O grande Pontífice, Papa Leão XIII, disse que a Escritura é “uma carta outorgada pelo Pai celeste ao género humano viandante longe da sua pátria, e que os autores sagrados nos transmitiram” (Providentissimus Deus, nº 4). A Escritura deve, pois, assumir um lugar preponderante na nossa vida pessoal e na vida das nossas comunidades cristãs.

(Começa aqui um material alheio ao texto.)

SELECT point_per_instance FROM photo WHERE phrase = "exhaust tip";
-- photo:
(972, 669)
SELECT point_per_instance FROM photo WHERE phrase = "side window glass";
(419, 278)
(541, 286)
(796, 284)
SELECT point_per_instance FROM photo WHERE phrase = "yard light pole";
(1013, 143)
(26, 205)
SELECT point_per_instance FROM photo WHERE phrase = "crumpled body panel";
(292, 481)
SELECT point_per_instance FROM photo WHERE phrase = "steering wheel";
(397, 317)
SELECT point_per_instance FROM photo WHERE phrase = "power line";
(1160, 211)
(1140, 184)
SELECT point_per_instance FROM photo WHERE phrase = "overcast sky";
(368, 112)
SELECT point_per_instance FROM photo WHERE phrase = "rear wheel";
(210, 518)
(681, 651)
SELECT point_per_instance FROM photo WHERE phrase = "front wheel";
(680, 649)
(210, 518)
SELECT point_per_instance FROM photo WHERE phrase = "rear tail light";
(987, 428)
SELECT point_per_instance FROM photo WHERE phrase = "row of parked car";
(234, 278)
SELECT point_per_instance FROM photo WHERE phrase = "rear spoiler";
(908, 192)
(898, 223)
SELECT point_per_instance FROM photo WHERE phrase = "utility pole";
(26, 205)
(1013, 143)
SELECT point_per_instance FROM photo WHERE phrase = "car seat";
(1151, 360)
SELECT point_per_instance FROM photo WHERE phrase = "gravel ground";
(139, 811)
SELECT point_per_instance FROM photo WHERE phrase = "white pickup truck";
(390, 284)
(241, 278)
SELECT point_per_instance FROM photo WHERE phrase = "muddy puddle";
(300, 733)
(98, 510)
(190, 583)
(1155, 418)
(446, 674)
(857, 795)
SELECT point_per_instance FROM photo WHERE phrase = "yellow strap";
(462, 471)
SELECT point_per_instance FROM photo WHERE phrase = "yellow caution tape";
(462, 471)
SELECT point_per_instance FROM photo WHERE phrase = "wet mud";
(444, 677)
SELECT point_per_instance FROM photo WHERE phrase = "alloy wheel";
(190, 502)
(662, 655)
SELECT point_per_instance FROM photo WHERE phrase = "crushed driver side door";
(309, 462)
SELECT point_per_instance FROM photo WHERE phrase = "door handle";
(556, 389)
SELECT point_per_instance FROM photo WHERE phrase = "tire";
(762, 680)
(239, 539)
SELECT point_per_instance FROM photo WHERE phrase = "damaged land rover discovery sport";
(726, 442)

Todos aqueles que estão ao serviço da Palavra devem anunciá-la em todas as circunstâncias, sem respeito humano, sem jogos de conveniências, sem atenuarem a radicalidade da Palavra; e devem, também, preparar-se convenientemente, a fim de que a Palavra se torne atraente e chegue ao coração dos que a escutam.

Caros irmãos,

O modelo da oração de súplica é a de Jesus no Getsêmani: “Pai, se queres, afasta de mim esse cálice! Contudo, não seja feita a minha vontade, mas a tua” (cf. Lc 22,42). Aquele que crê não quer obrigar Deus a fazer a própria vontade, utilizá-lo para realizar seus desejos, mas obter a graça de conformar sua vontade à dele. Só ele sabe o que é verdadeiramente o nosso bem.

A oração de súplica, quando autêntica, é fonte límpida de energias para começarmos a fazer aquilo que pedimos. Orar pela paz leva a começar a empenhar-se pela paz; orar para que cessem os sofrimentos, leva a ajudá-lo quem sofre…

Irmãos rezemos sempre e com muita fé! O homem deve ser solidário! O homem deve estar a serviço do próximo para torná-lo mais humano e mais divino, tanto no âmbito da secularidade, consagrando o mundo a Deus, como no âmbito da pastoral orgânica.  O homem que sofre poderá unir o seu sofrimento ao de Cristo para a salvação da humanidade. Não devemos separa a oração da vida e nem nos intimidar perante a calúnia, a queixa fácil. Porque confiando na misericórdia de Deus que venceu o mundo nós poderemos cantar colocando tudo “Em tuas mãos, Pai, amém!”.

 Homilia por: Padre Wagner Augusto Portugal.